In September, the House Financial Services Committee approved legislation to restructure the CFPB, the federal consumer watchdog agency created by the legislation. One bill would replace the Director of the CFPB with a five-member bipartisan commission. The other calls for a presidentially appointed inspector general to be an independent overseer of the bureau.
The CFPB has been engulfed in controversy since its inception. The debate initially was along party lines, with Republicans arguing the agency, as created, lacked checks and balances. (The consumer watchdog agency, for example, has no direct line of accountability to Congress and is funded through the Federal Reserve.) As the House vote and recent statements by Democrats have revealed, though, opposition is beginning to cut across party lines.
"There is a growing bipartisan drumbeat on Capitol Hill to bring the CFPB out of the shadows and have it operate, and regulate, in plain sight of the consumers it was created to protect," said Pat Morris, CEO of the Association of Credit and Collection Professionals.
Representatives Kyrsten Sinema, D-Ariz., and Randy Neugebauer, R-Texas, explained the need for change in an op-ed piece published in the Wall Street Journal. "A commission structure at the CFPB would promote predictability in rulemaking by preventing a new director from unilaterally and abruptly reversing the decisions made by a previous director," they wrote. "It would also help to reduce the risk of regulatory capture, as it is easier for special interests to inveigle one person than five." The two lawmakers pointed out that the Consumer Product Safety Commission, the Federal Trade Commission and the Securities and Exchange Commission are each governed by boards for much the same reason.
Separately, legislation approved by the House and now awaiting Senate consideration seeks to bring greater transparency to the CFPB. H.R. 1265, the Bureau Advisory Commission Transparency Act would amend Dodd-Frank to make public CFPB interactions with outside advisory committees. Most federal entities have advisory committees. The Congressional Research Service estimates there are about 1,000 such committees currently advising the President and various federal departments and agencies on a diverse set of issues.
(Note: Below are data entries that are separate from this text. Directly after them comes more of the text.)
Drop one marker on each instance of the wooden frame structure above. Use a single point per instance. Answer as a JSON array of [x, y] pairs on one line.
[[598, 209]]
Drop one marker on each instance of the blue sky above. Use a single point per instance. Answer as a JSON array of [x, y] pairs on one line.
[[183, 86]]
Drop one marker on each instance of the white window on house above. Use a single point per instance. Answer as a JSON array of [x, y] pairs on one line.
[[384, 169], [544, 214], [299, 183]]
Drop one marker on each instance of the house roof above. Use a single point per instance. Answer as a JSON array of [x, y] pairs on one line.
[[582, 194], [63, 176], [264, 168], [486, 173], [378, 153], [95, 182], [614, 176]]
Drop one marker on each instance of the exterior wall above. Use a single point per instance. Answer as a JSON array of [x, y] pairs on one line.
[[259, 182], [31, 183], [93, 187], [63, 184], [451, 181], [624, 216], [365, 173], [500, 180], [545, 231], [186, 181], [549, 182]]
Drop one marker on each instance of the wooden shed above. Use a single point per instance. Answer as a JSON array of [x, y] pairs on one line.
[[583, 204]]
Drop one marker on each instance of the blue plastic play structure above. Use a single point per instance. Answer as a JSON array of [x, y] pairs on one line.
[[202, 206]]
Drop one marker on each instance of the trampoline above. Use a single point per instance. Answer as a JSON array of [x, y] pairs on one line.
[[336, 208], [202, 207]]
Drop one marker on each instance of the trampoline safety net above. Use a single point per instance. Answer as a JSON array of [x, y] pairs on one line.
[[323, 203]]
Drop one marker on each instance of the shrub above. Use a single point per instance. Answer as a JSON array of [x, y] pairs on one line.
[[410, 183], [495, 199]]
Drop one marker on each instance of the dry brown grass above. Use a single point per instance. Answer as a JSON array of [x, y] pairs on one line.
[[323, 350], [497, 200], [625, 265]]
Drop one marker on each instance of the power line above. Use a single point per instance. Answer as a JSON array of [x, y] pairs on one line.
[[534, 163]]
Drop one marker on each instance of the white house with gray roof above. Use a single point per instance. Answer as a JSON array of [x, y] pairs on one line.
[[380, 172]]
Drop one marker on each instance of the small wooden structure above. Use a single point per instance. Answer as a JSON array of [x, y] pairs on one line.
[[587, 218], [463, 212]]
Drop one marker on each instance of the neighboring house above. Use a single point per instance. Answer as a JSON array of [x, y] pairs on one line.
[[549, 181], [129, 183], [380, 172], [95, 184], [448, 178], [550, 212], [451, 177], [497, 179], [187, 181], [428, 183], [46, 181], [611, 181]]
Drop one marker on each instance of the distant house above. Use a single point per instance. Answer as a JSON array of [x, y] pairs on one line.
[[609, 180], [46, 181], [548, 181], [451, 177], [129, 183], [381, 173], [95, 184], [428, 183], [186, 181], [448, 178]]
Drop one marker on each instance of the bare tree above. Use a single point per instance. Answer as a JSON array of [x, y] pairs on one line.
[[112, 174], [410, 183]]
Most of these are subject to the Federal Advisory Committee Act (FACA), which requires meetings with advisory groups be open to the public. Those working with the Central Intelligence Agency and the Federal Reserve are exempt. Since the CFPB was designated under Dodd-Frank as an independent agency within the Fed, the agency has argued that meetings with its advisory committees need not be public. (The CFPB has four advisory committees: one each representing consumers, credit unions, community banks and academia.) H.R. 1265 would eliminate that loophole and assure the CFPB operates in compliance with FACA.